Nasza Loteria SR - pasek na kartach artykułów

Damian Dąbrowski, defensywny pomocnik Cracovii: Mam większą przyjemność z gry w piłkę

Jacek Żukowski
Jacek Żukowski
Damian Dąbrowski (Cracovia)
Damian Dąbrowski (Cracovia) Andrzej Banaś
Damian Dąbrowski, defensywny pomocnik Cracovii wreszcie może cieszyć się grą w piłkę.

- Można powiedzieć, że wreszcie przechodzi Pan pełny okres przygotowawczy do sezonu, bo ostatnio był z tym problem.
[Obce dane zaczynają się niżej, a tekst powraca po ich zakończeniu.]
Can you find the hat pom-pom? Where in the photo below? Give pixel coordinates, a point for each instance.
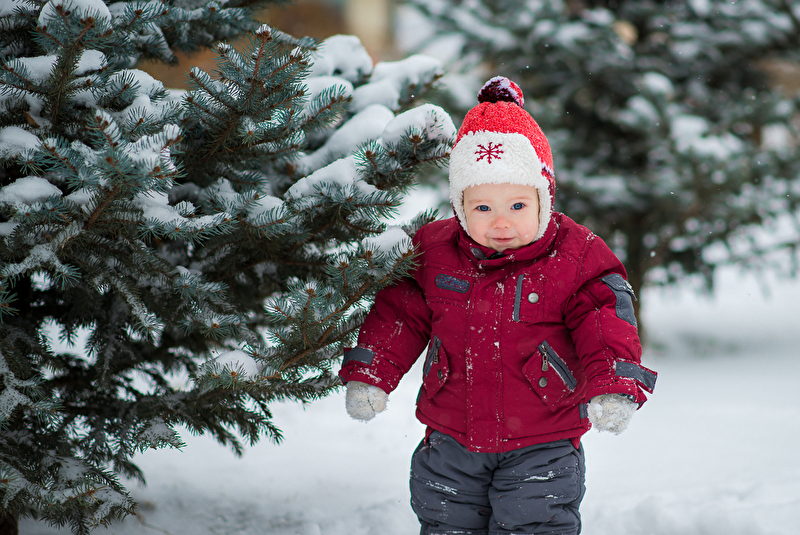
(499, 89)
- Fakt jest taki, że wreszcie, od dłuższego czasu, już nie liczę od kiedy, mam normalny cykl przygotowawczy. Z tego się cieszę najbardziej. Na obozie w Turcji czułem się dobrze z piłką. Można powiedzieć, że wróciło mi jej czucie. Trening po treningu starałem się dawać z siebie sto procent i liczę na to, że przygotowanie fizyczne powinno być na dobrym poziomie.

- Wszedł Pan do gry na końcówkę ubiegłego roku, rozegrał Pan dziesięć spotkań. Widzi Pan różnicę między tamtym czasem, a obecną dyspozycją?

- Wszystko się okaże w meczach, ale czuję, że jest lepiej, w grach treningowych lepiej się odnajduję, mam większą przyjemność z gry w piłkę, niż dwa miesiące temu, choć wtedy nie narzekałem.

- Na tle takich rywali jak Partizan, Achmat można się było pokazać?

- Tak, graliśmy mecze z nieprzypadkowymi zespołami. Tylko wiadomo, to są okresy przygotowawcze, drużyny są na różnym poziomie, jest spora rotacja w składach, nie ma co się przywiązywać do rezultatów, choć na pewno każdy ma w podświadomości, by wygrywać sparingi. Po co grać, by przegrywać? To mijałoby się z celem. Trenerzy uczulają na to, by już w sparingach nabierać pewności siebie, by drużyna łapała serię, bo to jest ważne.

- Złapaliście fajną serię w końcówce ubiegłego roku, wygrywając cztery mecze z rzędu. Teraz wszyscy mówią, że jest nowe rozdanie. Po 1,5-miesięcznej przerwie nie wiadomo jak będzie.

- Każdy zespół miał czas, by wprowadzić coś nowego, przygotować się. Każdy z niepewnością czeka na pierwszą wiosenną kolejkę. Uważam, że mieliśmy wszelkie dane ku temu, by spokojnie czekać na ligę.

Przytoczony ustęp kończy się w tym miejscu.